Derrick v. Rabun County

129 S.E.2d 583 | Ga. Ct. App. | 1963

107 Ga. App. 229 (1963)
129 S.E.2d 583

DERRICK
v.
RABUN COUNTY.

39861.

Court of Appeals of Georgia.

Decided January 18, 1963.

Ellard & Frankum, Stephen D. Frankum, for plaintiff in error.

Joseph T. Davis, John G. Davis, contra.

CARLISLE, Presiding Judge.

1. This is a condemnation case in which the sole issues were the value of the land taken and damaged and the amount of consequential damages to that remaining. It appears that the property involved was a tract of seven acres owned by the condemnee within the city limits of Clayton, Georgia, through which the State Highway Department proposed to open a road or highway taking therefrom some 2.805 acres of land. One of the elements of the case revolved around a triangular shaped strip of land of the condemnee some 310 feet in length and eight or ten feet at its widest, tapering to a point which would be left between the condemned right of way and property adjoining the condemnee. On the general grounds, it is contended that there was no evidence to authorize the verdict because the only witness for the condemnor who testified as to the value of the property taken fixed it at $600 an acre and fixed the consequential damage to the strip, which it is contended is only 1/2000th of an acre, at $400. The rationale of this contention is that, since this witness also testified that this narrow strip of land was equal in value per unit of area to the other land of the condemnee, this testimony with respect thereto, directly disproved the witness' testimony *230 with respect to the valuation of $600 per acre placed by him on the rest of the property. In support of this proposition plaintiff cites Slate v. Atlanta Police Relief Assn., 95 Ga. App. 316 (2) (97 SE2d 786). That case, however, is distinguishable from this case because there the matter about which the witness testified and about which he later on cross-examination contradicted himself was a matter of fact and not of opinion. Here the question was the value of the land taken and condemned and the amount of consequential damages to be assessed against the condemnor for the remaining land, and these matters are from the necessity of the case matters of opinion. Furthermore, examination of the witness' testimony here shows that he was referring to the consequential damages to the entire tract of the condemnee's land left after the taking of the portion actually condemned and not just to the small triangular strip measuring 10 x 310 feet.

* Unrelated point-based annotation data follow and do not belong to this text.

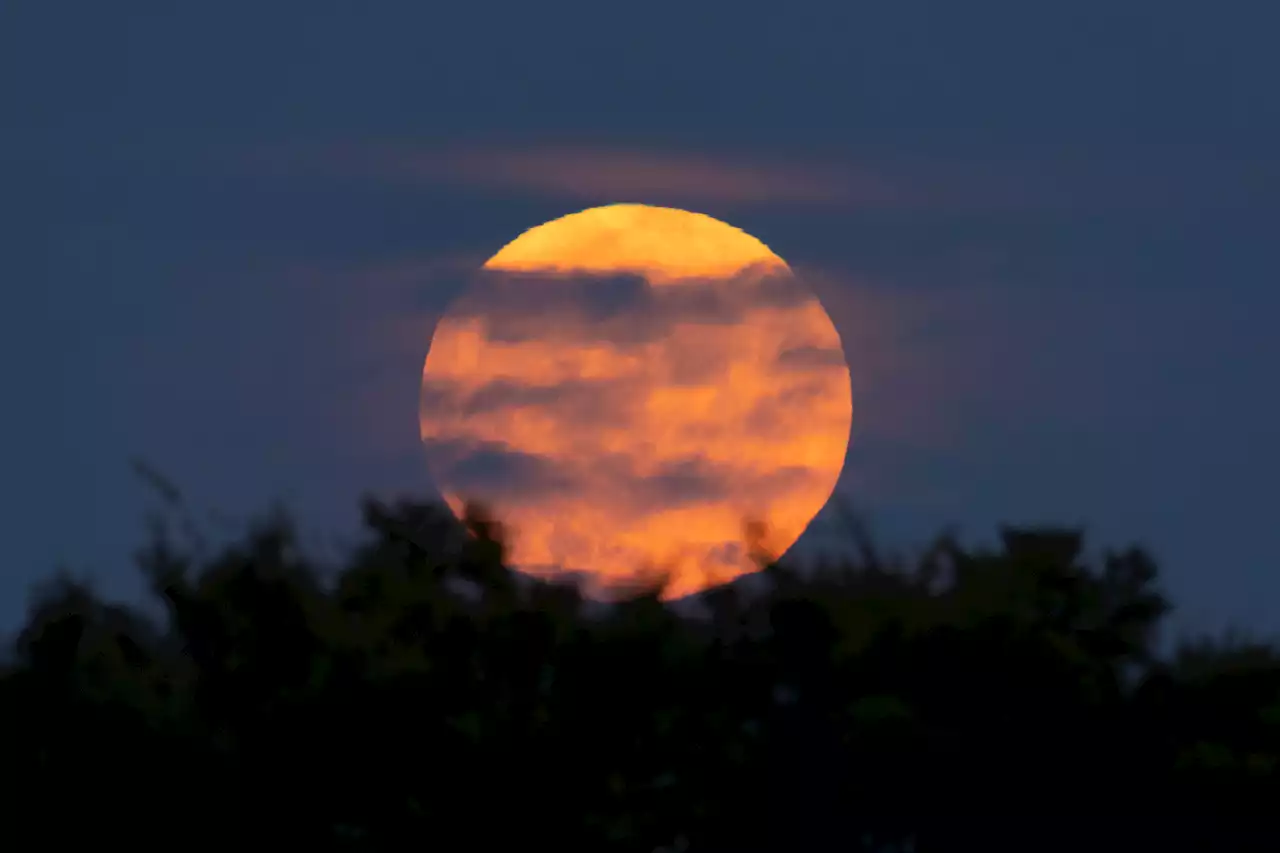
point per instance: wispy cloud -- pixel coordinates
(602, 174)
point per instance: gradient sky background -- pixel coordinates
(1045, 231)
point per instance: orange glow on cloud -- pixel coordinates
(625, 386)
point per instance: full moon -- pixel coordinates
(625, 387)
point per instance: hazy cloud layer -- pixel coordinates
(593, 174)
(620, 424)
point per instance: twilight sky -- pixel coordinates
(1046, 235)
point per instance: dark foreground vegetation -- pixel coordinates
(423, 697)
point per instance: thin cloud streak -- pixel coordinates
(597, 174)
(1051, 183)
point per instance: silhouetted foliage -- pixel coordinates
(420, 696)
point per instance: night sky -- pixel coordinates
(1046, 233)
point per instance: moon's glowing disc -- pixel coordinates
(626, 386)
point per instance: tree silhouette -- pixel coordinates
(420, 694)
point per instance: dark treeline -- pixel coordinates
(420, 696)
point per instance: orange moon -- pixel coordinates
(625, 387)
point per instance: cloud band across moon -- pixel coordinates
(622, 420)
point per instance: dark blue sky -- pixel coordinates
(1045, 231)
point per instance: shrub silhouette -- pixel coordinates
(420, 696)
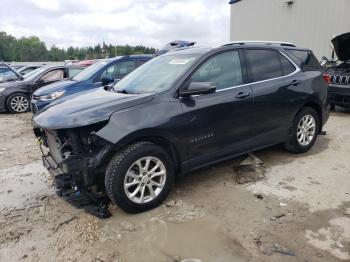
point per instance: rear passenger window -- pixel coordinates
(265, 64)
(224, 70)
(287, 66)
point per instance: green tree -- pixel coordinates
(7, 47)
(28, 49)
(31, 49)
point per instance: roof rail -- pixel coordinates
(260, 42)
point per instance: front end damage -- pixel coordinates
(76, 159)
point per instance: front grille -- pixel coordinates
(340, 80)
(34, 108)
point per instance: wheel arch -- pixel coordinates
(317, 107)
(14, 93)
(162, 139)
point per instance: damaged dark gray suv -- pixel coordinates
(179, 112)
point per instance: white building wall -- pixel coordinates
(306, 23)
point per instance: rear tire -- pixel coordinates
(18, 103)
(305, 129)
(131, 183)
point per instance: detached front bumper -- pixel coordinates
(75, 175)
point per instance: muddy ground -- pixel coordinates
(298, 210)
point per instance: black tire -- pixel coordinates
(120, 164)
(293, 143)
(18, 110)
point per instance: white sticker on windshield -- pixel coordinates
(179, 61)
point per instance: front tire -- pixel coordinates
(18, 103)
(139, 177)
(306, 126)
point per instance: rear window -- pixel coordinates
(264, 64)
(307, 60)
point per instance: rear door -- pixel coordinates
(220, 122)
(278, 90)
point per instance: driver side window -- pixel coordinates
(224, 70)
(53, 75)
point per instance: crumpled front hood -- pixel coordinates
(54, 87)
(341, 45)
(13, 83)
(88, 108)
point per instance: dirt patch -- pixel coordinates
(291, 208)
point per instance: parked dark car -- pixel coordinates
(27, 69)
(179, 112)
(339, 89)
(15, 95)
(8, 73)
(174, 45)
(103, 72)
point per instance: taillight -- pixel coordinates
(327, 78)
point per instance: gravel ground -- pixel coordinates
(290, 208)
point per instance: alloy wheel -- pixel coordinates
(306, 130)
(145, 179)
(19, 104)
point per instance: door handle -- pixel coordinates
(242, 95)
(295, 82)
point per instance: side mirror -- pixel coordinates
(107, 80)
(198, 88)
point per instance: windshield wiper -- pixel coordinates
(123, 91)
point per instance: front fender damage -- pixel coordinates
(76, 159)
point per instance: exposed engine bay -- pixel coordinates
(75, 159)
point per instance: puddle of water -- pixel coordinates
(21, 185)
(159, 238)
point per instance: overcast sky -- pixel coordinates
(88, 22)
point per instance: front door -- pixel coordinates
(220, 122)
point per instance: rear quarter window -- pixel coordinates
(287, 66)
(306, 59)
(264, 64)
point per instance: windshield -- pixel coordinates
(157, 75)
(90, 71)
(35, 73)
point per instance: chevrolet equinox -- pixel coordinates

With respect to this strip, it may be noted that since the measurements of this strip are given and since the science of mensuration is a branch of pure mathematics, of which the court may take judicial cognizance (31 CJS 708, Evidence, § 102, fn. 44, 45 and 46), this court judicially knows that the quantity of land involved therein is more nearly .028 acres than .002 acres, as contended, and thus the disparity between the values of the various parts of the condemned land as testified about by the witness is not so great as contended. The jury apparently reconciled this disparity since the verdict for the condemnee was considerably larger than would have been authorized by the testimony of this witness alone. The verdict of the jury for the condemnee for $3,500 was within the range of the evidence since the lowest value placed on the land actually taken, together with the consequential damages, was $2,083, and the highest value placed on the land by the condemnee in his testimony was $25,000. Housing Authority &c. of Quitman v. McDonald, 87 Ga. App. 392 (74 SE2d 113); State Highway Dept. v. Porter, 96 Ga. App. 142, 144 (2) (99 SE2d 519); Georgia Power Co. v. Walker, 101 Ga. App. 454, 458 (114 SE2d 159, 80 ALR2d 1264); Harrison v. Regents of the University System, 105 Ga. App. 817, 819 (3) (125 SE2d 793).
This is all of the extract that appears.